Halle bleibt: neue Großdemo am Mittwoch

2. Juli 2013 | Vermischtes | Keine Kommentare

Unter dem Motto „Wir. Machen Zukunft“ wird in Halle (Saale) am Mittwoch erneut gegen Kürzungen im Kultursektor und Bildungsbereich protestiert.

Das Hochschulbündnis Sachsen-Anhalt, Halle bleibt!, das Aktionsbündnis MLU – Perspektiven gestalten!, die Kulturschaffenden von 5 vor 12, der Kinder- und Jugendring Sachsen-Anhalt e. V., die Gewerkschaften ver.di und GEW sowie die Studierendenräte der Martin-Luther-Universität Halle-Wittenberg und der Burg Giebichenstein Kunsthochschule Halle laden zur Demonstration und Kundgebung gegen die Kürzungspläne der Landesregierung im Kultur-, Sozial- und Bildungsbereich ein.

Um 15:30 Uhr startet der Demonstrationszug am Stadtpark in der Magdeburger Straße.

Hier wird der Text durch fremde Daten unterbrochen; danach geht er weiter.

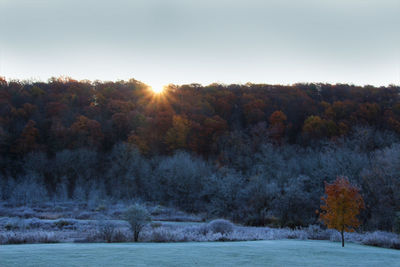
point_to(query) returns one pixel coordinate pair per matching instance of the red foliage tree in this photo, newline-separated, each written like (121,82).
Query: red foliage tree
(341,206)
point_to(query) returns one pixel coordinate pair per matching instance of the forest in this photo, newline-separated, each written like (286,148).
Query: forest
(256,154)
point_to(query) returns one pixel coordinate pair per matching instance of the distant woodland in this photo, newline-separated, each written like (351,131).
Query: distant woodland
(257,154)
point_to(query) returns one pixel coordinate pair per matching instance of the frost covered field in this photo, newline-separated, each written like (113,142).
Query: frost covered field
(251,253)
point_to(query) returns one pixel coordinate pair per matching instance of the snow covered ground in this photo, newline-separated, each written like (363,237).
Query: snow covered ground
(249,253)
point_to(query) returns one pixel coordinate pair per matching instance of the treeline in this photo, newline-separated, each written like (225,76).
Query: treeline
(275,185)
(67,114)
(257,154)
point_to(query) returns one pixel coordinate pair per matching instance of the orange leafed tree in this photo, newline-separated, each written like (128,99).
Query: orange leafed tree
(341,206)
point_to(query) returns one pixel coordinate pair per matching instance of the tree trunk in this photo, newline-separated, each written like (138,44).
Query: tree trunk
(136,236)
(342,233)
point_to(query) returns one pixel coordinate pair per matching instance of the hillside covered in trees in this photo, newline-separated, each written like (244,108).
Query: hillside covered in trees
(257,154)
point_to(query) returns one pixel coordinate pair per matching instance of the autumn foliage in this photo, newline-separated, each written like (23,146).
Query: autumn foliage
(66,114)
(341,206)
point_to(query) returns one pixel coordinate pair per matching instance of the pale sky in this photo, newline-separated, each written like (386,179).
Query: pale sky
(183,41)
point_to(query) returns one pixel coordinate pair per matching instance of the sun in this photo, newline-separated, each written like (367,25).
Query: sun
(157,89)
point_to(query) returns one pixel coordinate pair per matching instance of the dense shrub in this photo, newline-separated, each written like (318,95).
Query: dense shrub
(381,239)
(220,226)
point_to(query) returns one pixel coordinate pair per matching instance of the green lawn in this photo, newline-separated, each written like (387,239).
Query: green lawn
(252,253)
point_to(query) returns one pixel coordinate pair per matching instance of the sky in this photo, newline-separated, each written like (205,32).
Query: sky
(188,41)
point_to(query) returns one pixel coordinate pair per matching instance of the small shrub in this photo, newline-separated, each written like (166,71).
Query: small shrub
(137,216)
(63,223)
(155,225)
(381,239)
(221,226)
(106,229)
(120,236)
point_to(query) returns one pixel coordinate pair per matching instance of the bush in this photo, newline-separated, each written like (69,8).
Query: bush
(381,239)
(137,216)
(220,226)
(106,230)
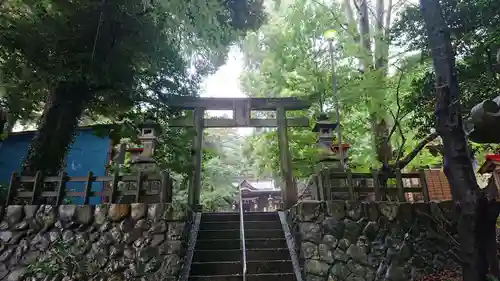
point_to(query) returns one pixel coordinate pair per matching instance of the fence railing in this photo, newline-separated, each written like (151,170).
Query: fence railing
(328,185)
(55,190)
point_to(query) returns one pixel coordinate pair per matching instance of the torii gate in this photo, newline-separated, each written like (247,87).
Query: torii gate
(241,108)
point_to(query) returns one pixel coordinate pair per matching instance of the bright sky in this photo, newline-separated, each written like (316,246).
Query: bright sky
(225,83)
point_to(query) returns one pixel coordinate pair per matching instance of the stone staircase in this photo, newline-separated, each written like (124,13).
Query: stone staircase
(218,255)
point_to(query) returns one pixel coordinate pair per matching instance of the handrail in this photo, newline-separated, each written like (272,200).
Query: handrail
(242,238)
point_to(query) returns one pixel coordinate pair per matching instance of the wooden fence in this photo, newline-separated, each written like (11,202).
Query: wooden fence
(40,190)
(358,186)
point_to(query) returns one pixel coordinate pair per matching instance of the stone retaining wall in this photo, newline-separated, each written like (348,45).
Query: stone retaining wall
(104,242)
(368,241)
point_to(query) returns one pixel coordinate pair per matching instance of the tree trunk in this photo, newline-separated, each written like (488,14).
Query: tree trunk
(56,129)
(474,227)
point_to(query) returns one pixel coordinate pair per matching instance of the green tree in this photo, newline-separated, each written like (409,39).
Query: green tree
(106,57)
(475,38)
(289,57)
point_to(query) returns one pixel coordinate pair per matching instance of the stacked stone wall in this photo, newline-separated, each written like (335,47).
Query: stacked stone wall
(367,241)
(104,242)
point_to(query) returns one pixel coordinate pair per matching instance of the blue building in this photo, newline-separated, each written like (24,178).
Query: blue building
(88,153)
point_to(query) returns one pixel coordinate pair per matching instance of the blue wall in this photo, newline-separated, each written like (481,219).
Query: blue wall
(88,153)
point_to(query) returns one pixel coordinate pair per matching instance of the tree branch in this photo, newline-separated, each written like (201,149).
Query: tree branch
(405,161)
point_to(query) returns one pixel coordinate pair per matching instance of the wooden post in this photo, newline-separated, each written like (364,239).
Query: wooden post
(13,188)
(399,185)
(321,186)
(423,185)
(376,185)
(139,186)
(61,188)
(37,188)
(195,186)
(166,188)
(350,184)
(114,186)
(290,188)
(120,159)
(88,188)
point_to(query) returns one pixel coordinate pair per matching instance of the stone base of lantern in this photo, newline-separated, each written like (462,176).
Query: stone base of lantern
(327,166)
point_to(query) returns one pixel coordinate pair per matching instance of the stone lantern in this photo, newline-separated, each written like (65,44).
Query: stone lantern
(329,150)
(142,156)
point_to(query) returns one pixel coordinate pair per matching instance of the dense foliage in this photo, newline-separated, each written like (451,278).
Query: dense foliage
(289,57)
(476,42)
(106,58)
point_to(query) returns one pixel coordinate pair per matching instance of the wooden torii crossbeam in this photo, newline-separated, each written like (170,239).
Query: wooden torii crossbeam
(242,108)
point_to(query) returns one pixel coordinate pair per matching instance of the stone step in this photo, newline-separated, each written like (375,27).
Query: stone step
(235,267)
(229,244)
(235,234)
(251,216)
(235,255)
(249,277)
(219,225)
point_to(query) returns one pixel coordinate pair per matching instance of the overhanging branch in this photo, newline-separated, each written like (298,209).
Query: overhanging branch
(405,161)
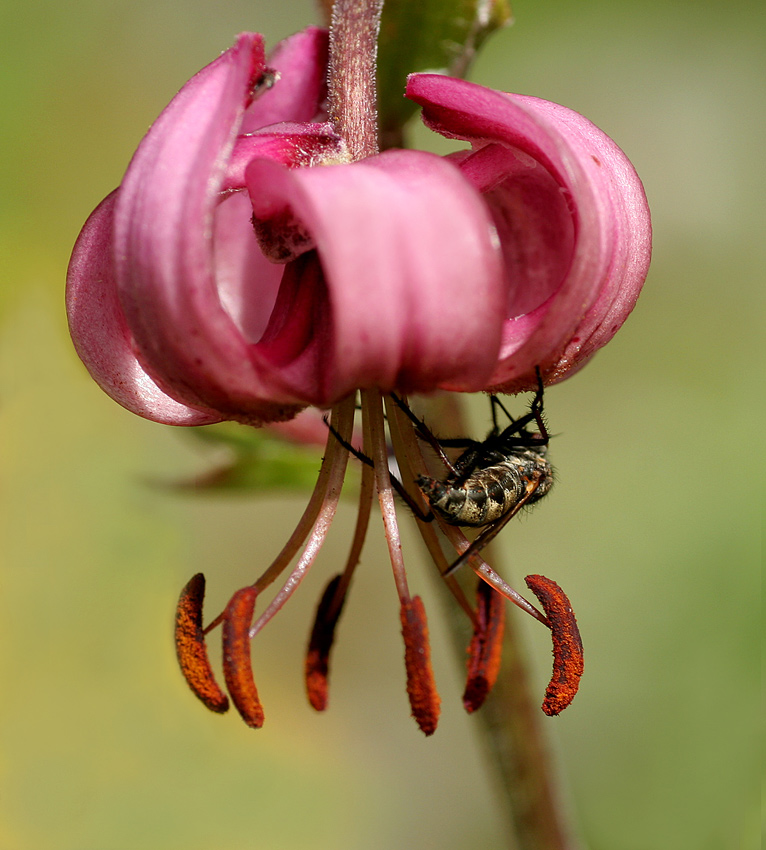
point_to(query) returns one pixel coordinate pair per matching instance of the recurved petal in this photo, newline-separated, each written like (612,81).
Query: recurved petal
(414,290)
(165,252)
(100,332)
(571,216)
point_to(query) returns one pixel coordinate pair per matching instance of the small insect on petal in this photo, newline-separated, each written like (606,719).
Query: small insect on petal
(237,667)
(421,688)
(567,645)
(191,649)
(486,645)
(320,644)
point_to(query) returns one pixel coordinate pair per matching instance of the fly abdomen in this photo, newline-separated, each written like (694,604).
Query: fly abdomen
(489,493)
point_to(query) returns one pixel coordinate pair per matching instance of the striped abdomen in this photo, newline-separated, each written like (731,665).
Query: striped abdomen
(488,493)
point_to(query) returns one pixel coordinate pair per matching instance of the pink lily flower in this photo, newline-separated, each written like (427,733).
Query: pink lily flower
(405,271)
(246,268)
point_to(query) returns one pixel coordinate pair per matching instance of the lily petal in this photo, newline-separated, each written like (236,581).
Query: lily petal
(165,224)
(411,269)
(101,335)
(571,215)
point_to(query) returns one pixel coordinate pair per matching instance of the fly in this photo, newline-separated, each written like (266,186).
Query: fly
(492,479)
(490,482)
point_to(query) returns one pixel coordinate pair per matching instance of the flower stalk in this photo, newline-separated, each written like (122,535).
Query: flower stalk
(352,90)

Im Anschluss findet ab ca. 16:30 Uhr die Kundgebung vor dem Audimax auf dem Universitätsplatz statt. Zur Kundgebung wird es ein Programm von Redebeiträgen aus dem Kultur-, Bildungs- und Sozialbereich geben, gemischt mit kulturellen Beiträgen des Anhaltischen Theaters Dessau, des neuen theaters Halle, des Thalia Theaters Halle, der Landesbühne Sachsen-Anhalt Eisleben und der Staatskapelle Halle.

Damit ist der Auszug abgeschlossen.